22.4 Binomial Likelihood

\[ P(X=x \mid p)=\binom{n}{x}p^x(1-p)^{n-x} \]

22.5 Beta Prior

\[ p \sim Beta(\alpha,\beta) \]

22.6 Beta-Binomial Posterior

\[ p \mid x \sim Beta(\alpha+x,\beta+n-x) \]

22.7 Beta Mean

\[ E(p)=\frac{\alpha}{\alpha+\beta} \]

22.8 Beta Variance

\[ Var(p)=\frac{\alpha\beta}{(\alpha+\beta)^2(\alpha+\beta+1)} \]

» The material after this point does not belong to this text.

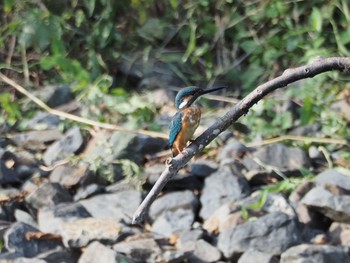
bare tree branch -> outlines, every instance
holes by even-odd
[[[238,120],[242,115],[248,113],[249,109],[261,100],[264,96],[272,91],[285,87],[295,81],[312,78],[320,73],[338,70],[345,73],[350,72],[350,58],[333,57],[317,58],[309,65],[287,69],[283,74],[272,79],[265,84],[258,86],[248,96],[236,104],[229,112],[217,120],[212,126],[204,131],[193,143],[187,148],[186,152],[177,155],[175,158],[167,161],[167,166],[158,178],[157,182],[138,207],[133,216],[133,223],[139,224],[143,221],[149,207],[154,199],[159,195],[164,185],[198,152],[202,151],[213,139],[221,132],[226,130],[230,125]]]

22.9 Posterior Predictive Distribution

\[ p(y_{new}\mid y)=\int p(y_{new}\mid \theta)p(\theta\mid y)d\theta \]

24 Appendix C: Final Teaching Message

Bayesian statistics is not only a collection of formulas. It is a way of learning from evidence. The central idea is simple:

\[ \text{New belief} = \text{Old belief} + \text{Data evidence} \]

In mathematical form:

\[ \text{Posterior} \propto \text{Likelihood} \times \text{Prior} \]

Once this idea is clear, students can gradually move toward advanced topics such as hierarchical models, MCMC, Bayesian regression, Bayesian disease modelling, Bayesian machine learning, and decision theory.